High brightness terahertz quantum cascade laser with near-diffraction-limited Gaussian beam

Abstract High-power and high-beam-quality terahertz (THz) quantum cascade laser as an emerging THz radiation solid-state source are attracting attentions for numerous applications including medicine, sensing, and communication. However, due to the sub-wavelength confinement of the waveguide structure, direct beam brightness upscaling with device area remains elusive due to several mode competition and external optical lens is normally used to enhance the THz beam brightness. Here, we propose a metallic THz double-lattice photonic crystal resonator with engineered phase design for single mode surface emission over a broad area. The quantum cascade surface-emitting laser is capable of delivering an output peak power over 185 mW with a narrow beam divergence of 4.4°×4.4° at 3.88 THz.
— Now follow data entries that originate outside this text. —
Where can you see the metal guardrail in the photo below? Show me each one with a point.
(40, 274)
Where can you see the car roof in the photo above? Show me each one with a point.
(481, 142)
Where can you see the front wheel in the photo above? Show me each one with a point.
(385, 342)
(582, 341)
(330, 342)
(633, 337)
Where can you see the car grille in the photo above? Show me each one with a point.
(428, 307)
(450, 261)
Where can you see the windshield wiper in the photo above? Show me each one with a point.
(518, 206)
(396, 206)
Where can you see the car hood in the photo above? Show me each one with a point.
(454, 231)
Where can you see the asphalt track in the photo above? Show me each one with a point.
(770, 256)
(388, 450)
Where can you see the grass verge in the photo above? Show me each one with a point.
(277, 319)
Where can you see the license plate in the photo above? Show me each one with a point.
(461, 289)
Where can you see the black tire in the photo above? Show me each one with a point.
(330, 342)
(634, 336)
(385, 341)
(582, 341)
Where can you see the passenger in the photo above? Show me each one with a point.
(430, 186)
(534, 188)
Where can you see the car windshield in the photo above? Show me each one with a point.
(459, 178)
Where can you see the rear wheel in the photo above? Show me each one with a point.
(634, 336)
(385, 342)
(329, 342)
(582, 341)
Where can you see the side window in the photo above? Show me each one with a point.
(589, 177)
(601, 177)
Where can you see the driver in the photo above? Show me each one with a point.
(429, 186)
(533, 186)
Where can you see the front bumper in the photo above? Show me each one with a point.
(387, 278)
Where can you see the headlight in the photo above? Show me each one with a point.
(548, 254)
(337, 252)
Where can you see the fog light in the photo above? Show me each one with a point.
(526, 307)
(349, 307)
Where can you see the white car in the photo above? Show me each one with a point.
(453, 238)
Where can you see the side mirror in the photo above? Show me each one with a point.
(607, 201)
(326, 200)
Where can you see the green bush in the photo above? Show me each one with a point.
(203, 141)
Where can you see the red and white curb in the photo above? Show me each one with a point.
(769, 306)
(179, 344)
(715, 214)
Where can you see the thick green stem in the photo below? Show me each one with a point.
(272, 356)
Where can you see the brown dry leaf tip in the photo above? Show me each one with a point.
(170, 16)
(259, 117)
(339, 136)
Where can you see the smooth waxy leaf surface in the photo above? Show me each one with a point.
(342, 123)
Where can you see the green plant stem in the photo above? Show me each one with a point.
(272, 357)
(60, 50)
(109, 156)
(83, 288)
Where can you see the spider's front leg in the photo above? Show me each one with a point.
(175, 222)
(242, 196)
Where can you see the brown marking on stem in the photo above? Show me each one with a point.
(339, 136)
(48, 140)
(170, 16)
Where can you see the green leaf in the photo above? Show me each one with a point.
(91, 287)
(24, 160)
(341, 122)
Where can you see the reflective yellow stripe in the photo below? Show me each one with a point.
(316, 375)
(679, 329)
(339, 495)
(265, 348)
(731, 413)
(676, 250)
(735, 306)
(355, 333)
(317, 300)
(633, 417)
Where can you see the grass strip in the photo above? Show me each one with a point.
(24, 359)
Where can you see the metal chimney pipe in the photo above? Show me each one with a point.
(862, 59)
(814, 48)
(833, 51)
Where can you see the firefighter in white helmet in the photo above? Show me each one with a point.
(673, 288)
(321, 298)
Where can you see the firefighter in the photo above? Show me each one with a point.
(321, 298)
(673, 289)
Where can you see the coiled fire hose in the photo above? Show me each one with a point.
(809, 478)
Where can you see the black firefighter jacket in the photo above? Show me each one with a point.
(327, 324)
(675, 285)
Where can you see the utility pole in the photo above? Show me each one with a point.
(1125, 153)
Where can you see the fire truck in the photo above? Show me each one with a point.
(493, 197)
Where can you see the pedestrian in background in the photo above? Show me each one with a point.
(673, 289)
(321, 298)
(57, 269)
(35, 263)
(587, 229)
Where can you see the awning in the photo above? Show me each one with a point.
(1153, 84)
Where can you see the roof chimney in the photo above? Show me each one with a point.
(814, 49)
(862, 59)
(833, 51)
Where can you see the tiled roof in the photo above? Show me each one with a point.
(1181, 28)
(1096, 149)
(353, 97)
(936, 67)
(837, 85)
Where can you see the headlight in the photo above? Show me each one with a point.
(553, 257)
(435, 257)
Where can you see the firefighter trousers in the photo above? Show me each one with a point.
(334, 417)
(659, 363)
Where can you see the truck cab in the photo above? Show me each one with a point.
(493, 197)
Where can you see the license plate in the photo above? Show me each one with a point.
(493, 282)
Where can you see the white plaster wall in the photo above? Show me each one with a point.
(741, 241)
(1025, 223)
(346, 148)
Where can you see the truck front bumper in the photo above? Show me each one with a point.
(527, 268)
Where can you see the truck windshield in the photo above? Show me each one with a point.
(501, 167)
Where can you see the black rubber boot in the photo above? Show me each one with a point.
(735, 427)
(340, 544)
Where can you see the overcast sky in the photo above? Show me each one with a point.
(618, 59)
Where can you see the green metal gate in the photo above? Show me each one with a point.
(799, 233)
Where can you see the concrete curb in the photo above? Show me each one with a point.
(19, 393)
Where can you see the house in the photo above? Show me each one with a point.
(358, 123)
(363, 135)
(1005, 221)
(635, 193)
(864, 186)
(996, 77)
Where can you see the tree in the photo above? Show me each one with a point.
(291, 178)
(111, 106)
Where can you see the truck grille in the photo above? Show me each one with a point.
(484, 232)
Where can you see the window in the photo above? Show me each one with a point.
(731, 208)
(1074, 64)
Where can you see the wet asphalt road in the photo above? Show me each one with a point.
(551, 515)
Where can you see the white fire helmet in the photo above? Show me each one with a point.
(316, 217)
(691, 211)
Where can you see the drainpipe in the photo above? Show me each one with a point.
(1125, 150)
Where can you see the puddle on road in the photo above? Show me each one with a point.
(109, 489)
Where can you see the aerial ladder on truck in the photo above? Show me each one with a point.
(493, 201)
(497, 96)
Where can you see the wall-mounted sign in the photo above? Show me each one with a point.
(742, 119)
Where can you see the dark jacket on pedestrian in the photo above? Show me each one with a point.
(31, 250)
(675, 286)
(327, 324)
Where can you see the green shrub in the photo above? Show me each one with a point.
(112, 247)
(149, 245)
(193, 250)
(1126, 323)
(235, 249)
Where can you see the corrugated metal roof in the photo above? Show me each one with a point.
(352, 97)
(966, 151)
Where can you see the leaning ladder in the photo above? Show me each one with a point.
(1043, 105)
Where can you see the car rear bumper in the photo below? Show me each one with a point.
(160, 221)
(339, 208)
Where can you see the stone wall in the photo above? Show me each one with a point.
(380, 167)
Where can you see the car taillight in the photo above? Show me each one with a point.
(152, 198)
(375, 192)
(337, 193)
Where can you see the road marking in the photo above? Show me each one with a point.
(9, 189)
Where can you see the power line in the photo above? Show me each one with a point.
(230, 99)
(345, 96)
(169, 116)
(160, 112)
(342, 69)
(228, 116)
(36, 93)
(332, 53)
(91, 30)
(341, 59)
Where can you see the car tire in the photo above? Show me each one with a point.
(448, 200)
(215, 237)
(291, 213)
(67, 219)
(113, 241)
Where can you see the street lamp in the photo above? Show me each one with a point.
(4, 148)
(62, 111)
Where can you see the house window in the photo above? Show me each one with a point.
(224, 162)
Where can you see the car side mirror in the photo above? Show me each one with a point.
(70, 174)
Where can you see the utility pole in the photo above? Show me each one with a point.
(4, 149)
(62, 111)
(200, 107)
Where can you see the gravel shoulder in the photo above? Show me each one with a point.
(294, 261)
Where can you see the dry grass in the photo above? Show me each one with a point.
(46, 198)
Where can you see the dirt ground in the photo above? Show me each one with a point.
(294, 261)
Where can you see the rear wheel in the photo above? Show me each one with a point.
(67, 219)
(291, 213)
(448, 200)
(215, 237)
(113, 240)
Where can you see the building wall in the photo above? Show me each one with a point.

A near-diffraction-limited beam with M2 factor of 1.4 in both directions and a high beam brightness of 1.6×107 W sr−1m−2 is achieved from a large device area of 1.6×1.6 mm2 without using any optical lenses. The adjustable phase shift between the lattices enables stable and high-intensity surface emission over a broad device area, which makes it an ideal light extractor for broad-area THz emitters. Our research paves the way to high brightness THz laser sources and facilitates new applications in standoff THz imaging, detection, and diagnosis.